Cercai di controllare il mio petto scosso dai singhiozzi, cominciando a sentire i polmoni finire l'aria che avevo in corpo.

Che cosa era appena successo? 

Perchè gli avevo permesso di tagliarmi fuori così, senza nessun motivo apparente? 

Mi portai una mano sul petto, tentando di prendere respiri profondi. Con un gesto meccanico mi asciugai le lacrime dalle guance e sollevai lo sguardo sulla nostra stanza, la vista offuscata dalle lacrime. 

Non riuscii a fare a meno di ripensare a quello che mi aveva detto Chloè. Per cos'era che le dispiaceva così tanto da piangere? 

La conoscevo a malapena, e non avevamo quel tipo di legame. Non sapeva nulla di me. 

E, più di tutti, non riuscivo a levarmi di dosso quella sensazione di sporco. Mi aveva tormentata fin dal momento in cui avevo visto il padre di Tyler e, per quanto provassi a non pensarci, mi intorpidiva la mente di più ogni secondo che passava. 

Smettila di pensarci. Non è niente.

Scossi la testa e mi spostai una ciocca di capelli dagli occhi, quando notai che la mia mano destra stava ancora sanguinando. 

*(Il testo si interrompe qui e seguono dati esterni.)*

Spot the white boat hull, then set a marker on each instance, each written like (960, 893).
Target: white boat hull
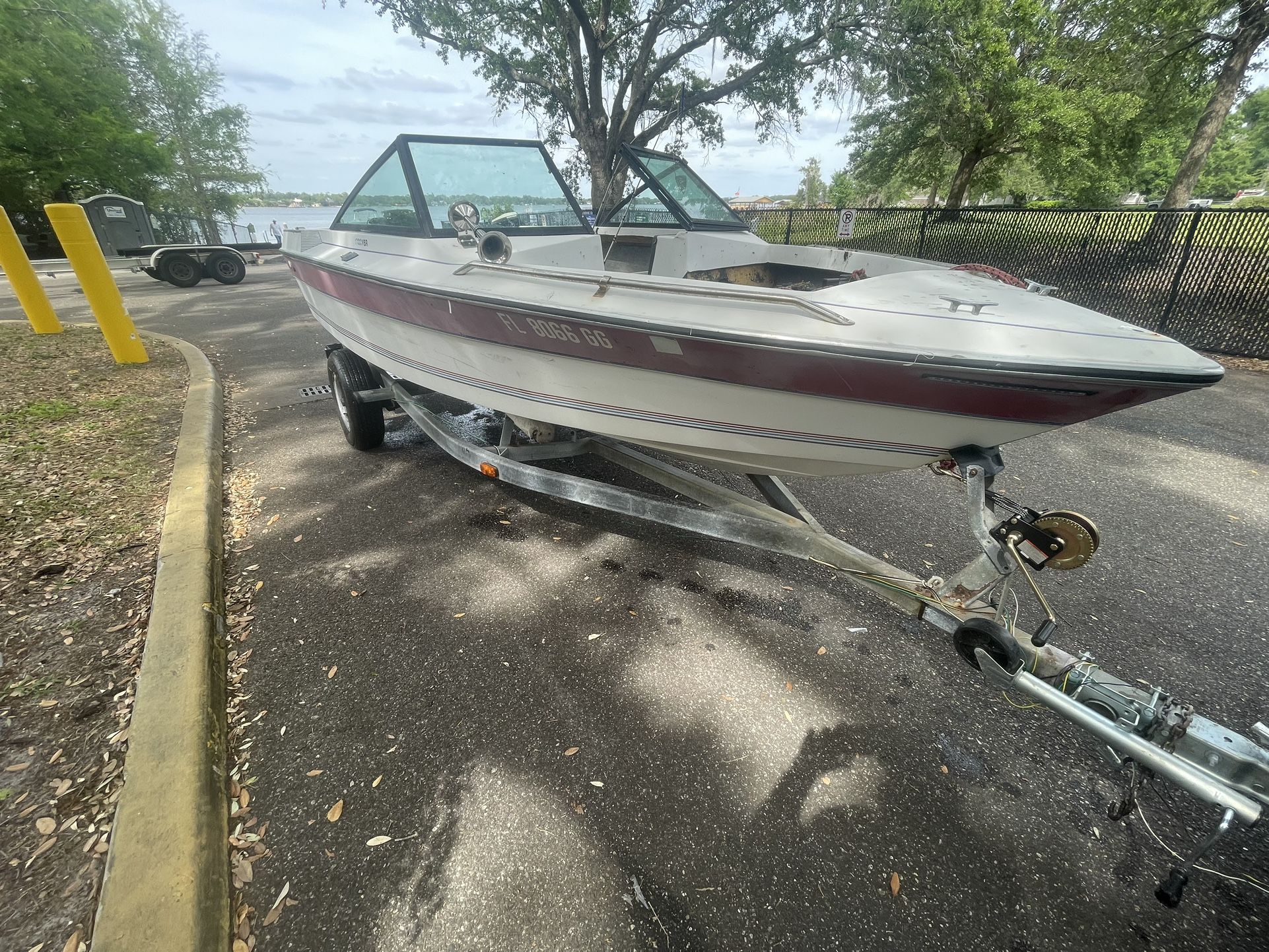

Piazzai il palmo della mano sinistra sul legno della porta, alzandomi da terra e vagando per la stanza in cerca di qualcosa con cui pulire il sangue. 

Aprii il primo cassetto che mi capitò davanti, frugandone furiosamente all'interno. Scansai il menù dell'Hotel ed i numeri d'emergenza, ma non c'era nient'altro. 

Sentendo le lacrime rigare i miei occhi di nuovo, feci del mio meglio per vederne attraverso ed aprire quello sotto. "Dannazione!", gridai, richiudendo la cassettiera con rabbia. 

Mi passai una mano tra i capelli e scacciai via le lacrime di nuovo, quando notai la valigia di Tyler aperta sul pavimento. 

Fui esitante per un momento, incerta se frugare tra la sua roba o meno. 

Mi uscì una risata isterica. "Sai una cosa? Al diavolo! Se lo merita!", strepitai digrignando i denti, consapevole di star parlando con me stessa. 

Mi lanciai in ginocchio sul pavimento, afferrando i suoi vestiti e lanciandoli su tutto il pavimento. In men che non si dica l'intenzione di rovinare ciò che mi era rimasto di lui  prese il posto di quella precedente, distruggendo qualsiasi cosa mi capitasse sotto mano senza provare neppure un briciolo di rimorso. 

"Questo è ciò che hai fatto a me", sussurrai a denti stretti, ridendo per sfidare me stessa a non piangere e piangendo, non riuscendo a fare altrimenti per levarmi quel peso dal petto. 

Mi sentivo così fuori di me che avevo l'impressione potessi guardare me stessa fare tutto ciò e pensare di non essere davvero io. 

"E questo è-", cominciai con rabbia, ma mi fermai improvvisamente. 

Tra le mie mani c'era la lettera che Dan aveva scritto per Tyler quando eravamo arrivati lì la sera prima. 

Sapevo che non erano affatto affari miei, ma il controllo che provavo in quel momento e il dolore che mi aveva lasciato avevano preso il comando delle mie azioni.